De acordo com o despacho de Moro, Epifânio participou do grupo que recebia vantagem indevida decorrente os contratos de fornecimento dos navios-sonda e possivelmente da aquisição da Refinaria de Pasadena. Esse fato apareceu no depoimento de três delatores: o lobista Fernando Saores, conhecido como Fernando Baiano; Eduardo Musa, ex-gerente da Petrobras; e Agosthilde Mônaco, ex-assessor da diretoria Internacional a Petrobras.

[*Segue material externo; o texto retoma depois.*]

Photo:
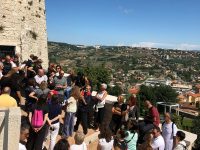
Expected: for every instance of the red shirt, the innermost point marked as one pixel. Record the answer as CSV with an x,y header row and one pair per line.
x,y
153,112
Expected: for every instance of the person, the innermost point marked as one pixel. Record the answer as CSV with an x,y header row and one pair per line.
x,y
71,105
82,111
38,116
133,111
79,142
11,79
157,141
99,110
24,134
43,89
169,130
117,111
55,111
147,144
7,65
106,140
62,144
6,100
1,70
40,77
180,143
60,84
152,118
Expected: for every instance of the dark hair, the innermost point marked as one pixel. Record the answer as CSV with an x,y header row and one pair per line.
x,y
62,144
24,126
181,135
107,134
157,128
31,82
132,99
54,99
42,100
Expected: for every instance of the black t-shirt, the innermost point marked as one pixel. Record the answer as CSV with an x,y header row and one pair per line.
x,y
122,107
44,108
54,111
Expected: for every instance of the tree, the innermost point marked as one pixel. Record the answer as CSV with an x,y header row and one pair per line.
x,y
115,91
196,130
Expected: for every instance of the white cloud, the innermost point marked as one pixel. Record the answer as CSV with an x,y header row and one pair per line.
x,y
186,46
125,11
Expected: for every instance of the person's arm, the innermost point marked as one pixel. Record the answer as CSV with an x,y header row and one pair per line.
x,y
32,95
115,111
103,98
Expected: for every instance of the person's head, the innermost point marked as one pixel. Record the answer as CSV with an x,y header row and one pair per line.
x,y
6,90
42,100
43,85
7,58
120,99
132,100
61,73
58,68
40,72
75,92
31,82
54,99
103,87
24,132
147,104
62,144
156,132
1,66
79,138
106,134
167,117
31,56
180,136
88,88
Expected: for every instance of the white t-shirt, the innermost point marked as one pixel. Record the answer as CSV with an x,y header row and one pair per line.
x,y
22,147
158,143
104,145
167,134
78,147
72,105
39,79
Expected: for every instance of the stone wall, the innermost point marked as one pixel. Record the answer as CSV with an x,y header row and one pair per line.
x,y
10,121
23,24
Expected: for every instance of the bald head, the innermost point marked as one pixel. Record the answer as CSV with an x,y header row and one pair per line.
x,y
6,90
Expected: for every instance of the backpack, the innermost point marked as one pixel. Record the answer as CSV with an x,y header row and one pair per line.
x,y
172,127
37,118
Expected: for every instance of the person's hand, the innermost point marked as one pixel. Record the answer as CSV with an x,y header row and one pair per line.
x,y
22,101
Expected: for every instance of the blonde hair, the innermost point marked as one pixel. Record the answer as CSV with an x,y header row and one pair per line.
x,y
43,85
76,92
79,137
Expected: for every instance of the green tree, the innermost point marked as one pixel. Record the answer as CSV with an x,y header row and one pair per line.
x,y
196,130
115,91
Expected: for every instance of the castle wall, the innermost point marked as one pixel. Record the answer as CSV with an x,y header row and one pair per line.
x,y
23,24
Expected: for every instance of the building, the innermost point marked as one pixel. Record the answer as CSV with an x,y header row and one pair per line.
x,y
155,82
23,29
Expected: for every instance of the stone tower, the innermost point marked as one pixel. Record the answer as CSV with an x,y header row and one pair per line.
x,y
23,28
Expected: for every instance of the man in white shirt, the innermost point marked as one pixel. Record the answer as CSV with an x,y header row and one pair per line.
x,y
79,142
24,133
158,142
169,130
40,77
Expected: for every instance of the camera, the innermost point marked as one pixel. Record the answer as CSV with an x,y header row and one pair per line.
x,y
51,128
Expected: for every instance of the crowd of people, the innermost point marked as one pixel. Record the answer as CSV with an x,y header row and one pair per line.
x,y
53,99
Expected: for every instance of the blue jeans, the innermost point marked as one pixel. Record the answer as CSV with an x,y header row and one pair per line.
x,y
67,92
68,128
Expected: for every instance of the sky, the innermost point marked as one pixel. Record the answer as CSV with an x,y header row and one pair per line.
x,y
143,23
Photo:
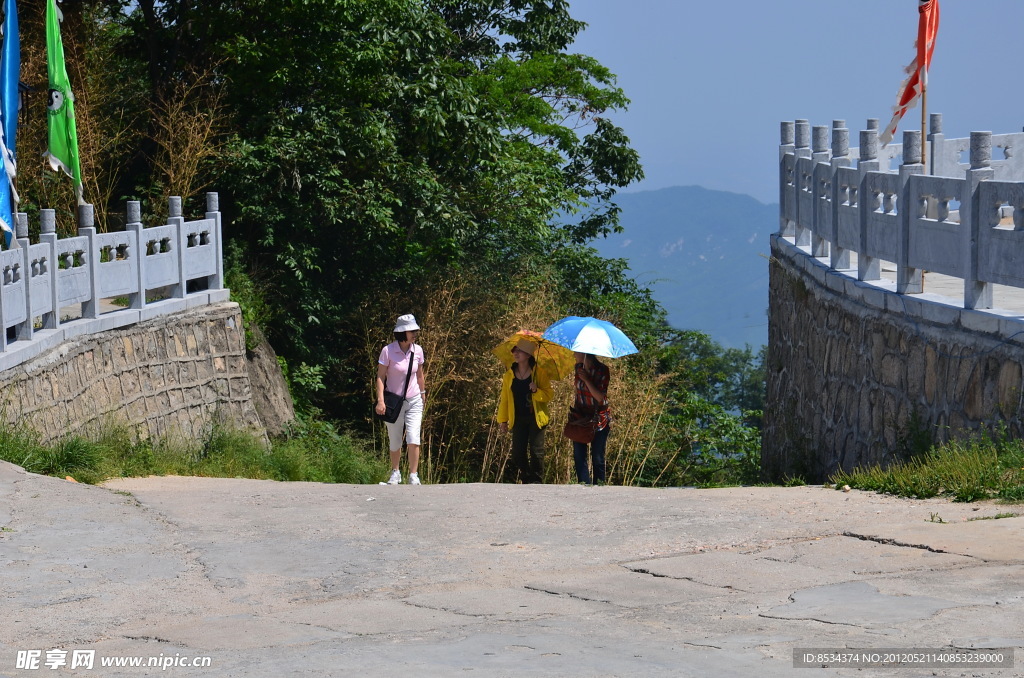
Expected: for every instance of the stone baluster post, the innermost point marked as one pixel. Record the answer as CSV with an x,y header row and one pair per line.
x,y
868,268
819,156
908,281
87,227
839,257
786,226
174,218
25,330
977,294
213,212
48,236
802,237
133,223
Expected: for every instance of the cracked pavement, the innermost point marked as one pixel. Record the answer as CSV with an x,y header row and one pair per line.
x,y
271,579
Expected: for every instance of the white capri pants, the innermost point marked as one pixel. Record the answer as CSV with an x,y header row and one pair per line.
x,y
411,418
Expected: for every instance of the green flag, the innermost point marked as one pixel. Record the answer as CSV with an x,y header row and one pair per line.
x,y
62,152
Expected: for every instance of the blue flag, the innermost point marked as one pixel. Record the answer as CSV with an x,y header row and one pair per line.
x,y
10,68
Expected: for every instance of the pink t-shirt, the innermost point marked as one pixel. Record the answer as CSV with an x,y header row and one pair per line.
x,y
397,368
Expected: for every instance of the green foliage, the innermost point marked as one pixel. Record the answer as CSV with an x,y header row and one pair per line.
x,y
449,158
711,423
989,465
312,451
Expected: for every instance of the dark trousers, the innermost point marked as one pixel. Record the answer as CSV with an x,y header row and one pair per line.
x,y
527,450
596,455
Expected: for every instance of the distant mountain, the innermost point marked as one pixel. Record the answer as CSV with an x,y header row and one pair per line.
x,y
704,254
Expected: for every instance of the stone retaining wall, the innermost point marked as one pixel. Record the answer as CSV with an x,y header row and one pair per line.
x,y
166,377
857,378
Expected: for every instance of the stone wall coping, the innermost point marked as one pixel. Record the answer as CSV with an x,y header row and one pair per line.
x,y
882,295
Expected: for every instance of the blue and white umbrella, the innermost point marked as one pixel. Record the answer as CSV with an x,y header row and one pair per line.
x,y
590,335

Por essa razão, o juiz também autorizou o cumprimento de mandado de busca e apreensão nos endereços residencial e comercial de Epifânio, além de decretar o bloqueio dos ativos mantidos em contas e investimentos bancários dele.
Críticas ao Congresso
O procurador Roberson Pozzobon também utilizou a entrevista da 30ª fase da Lava Jato para criticar a demora do Congresso em levar adiante a tramitação dos projetos de lei relacionados às "10 medidas contra a corrupção".

"Mesmo num cenário calamitoso como esse, nós vemos uma inércia do Congresso Nacional em aprovar medidas legislativas que possam reverter este quadro [de corrupção]. Nós vemos um Estado, um sistema político, um sistema jurídico que deveria estar numa CTI, um Centro de Tratamento Intensivo, mas que por outro lado quase que não há iniciativas legislativas neste sentido."
Para o procurador, o Congresso está diante de uma encruzilhada em que deve optar entre dois caminhos. "Por um lado, ele pode escolher em ser uma casa de reabilitação e cura pra este sistema corrupto que infelizmente vivemos ou por outro pode ser uma casa leniente, uma casa que aceite a corrupção como regra do negócio público e a cartelização como regra nos certames públicos. Espero que a primeira via seja a adotada", disse Pozzobon.